A Review and a Half? What Does That Even MEAN?
I’ve spent the last couple of weeks reading the last two books in Kelley Armstrong’s Otherworld Series. Since I’ve been gone a bit, I’m going to give you a review and a half. For the half, I am going to suggest that you read the series. Ms. Armstrong has a unique vision of the supernatural, and an enjoyable writing style. As there are thirteen novels in the series, and I’m actually intending to give you a full dose of my Irreverent thoughts on another subject, I’m not going to summarize the individual stories. However, you’ll meet beings familiar and unfamiliar, and discover a mythology different from any you may have read previously. These are serious books, not particularly lighthearted, and they manage to mention adult issues without focusing on them, or causing yours truly to roll her eyes. That puts Ms. Armstrong head and shoulders above others writing in the genre. I enjoy her, and I think you will, too.
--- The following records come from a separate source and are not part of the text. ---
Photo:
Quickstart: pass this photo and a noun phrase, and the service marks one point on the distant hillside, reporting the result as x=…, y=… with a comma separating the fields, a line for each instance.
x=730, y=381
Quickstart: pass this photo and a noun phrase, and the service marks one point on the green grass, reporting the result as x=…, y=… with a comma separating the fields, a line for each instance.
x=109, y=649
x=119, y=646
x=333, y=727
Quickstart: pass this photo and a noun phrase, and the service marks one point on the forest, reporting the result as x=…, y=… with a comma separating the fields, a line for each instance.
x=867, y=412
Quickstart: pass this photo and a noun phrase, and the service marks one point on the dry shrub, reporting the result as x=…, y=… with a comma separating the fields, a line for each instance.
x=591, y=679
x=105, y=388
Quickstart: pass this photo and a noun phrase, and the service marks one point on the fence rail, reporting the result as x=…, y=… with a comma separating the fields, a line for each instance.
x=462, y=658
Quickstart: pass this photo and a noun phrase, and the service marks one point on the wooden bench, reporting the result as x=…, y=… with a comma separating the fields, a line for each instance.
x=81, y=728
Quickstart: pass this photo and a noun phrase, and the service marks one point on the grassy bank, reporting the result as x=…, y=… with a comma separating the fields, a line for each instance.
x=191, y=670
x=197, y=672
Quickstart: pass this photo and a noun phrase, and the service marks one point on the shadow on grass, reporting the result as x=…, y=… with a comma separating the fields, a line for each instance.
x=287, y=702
Dystopia, despite being a scary place, is more familiar place to most humans than Utopia. The Matrix theorized that people would not accept Utopia as real. Don’t worry, I’m not about to talk about The Matrix. My point is simply that I accepted that idea rather easily. I tend to worry when things are going too well, waiting for the BOOM of disaster. With the preponderance and popularity of dystopian fiction, I suspect I am not alone. Most dystopian fiction is irreverent by its nature. We are taught from childhood that most people are basically decent, and for Dystopia to arise, they must not be. I’m a pessimist, but even if you happen to be an optimist, how many times are you actually shocked by the horrors going on around you? Disgusted, yes, but surprised? Not often. From my youthful readings of Anthem, and Fahrenheit 451, I have explored this genre most of my life. You’ve probably read a few dystopian novels yourself, if you enjoy the irreverent.
I recently discovered Wool, by Hugh Howey. I have only been lucky enough to read the first story in this series. I think when you are knocked off your feet by art, you should probably remember what led you to the spot, but I honestly don’t. Maybe I ran across a review, maybe it was suggested to me by Amazon, but whatever the agency, I’m grateful.
According to the blurb: “Thousands of them have lived underground. They’ve lived there so long, there are only legends about people living anywhere else. Such a life requires rules. Strict rules. There are things that must not be discussed. Like going outside. Never mention you might like going outside.
Or you’ll get what you wish for. “
I was very simply blown away by this piece. While the modern world of publishing may make the definition of length—short story vs. novella—increasingly irrelevant, 58 pages is a short work. I make this point to say that the density of the work surpasses many novels. Howey’s world simply closes in around you, a fully realized dystopian society. The people, and their desperation, are palpably real. Modern authors sometimes sacrifice detail from their word pictures in the interest of cutting the work to the bone, as the fashion is. They should take lessons from Howey. Not a word is wasted, but vivid imagery and characterization take shape nonetheless. The story hits like a punch in the gut. There are six more of them so far, and I can’t wait to read them. On the Imaqulotta Scale, I consider Wool to be Heavenly.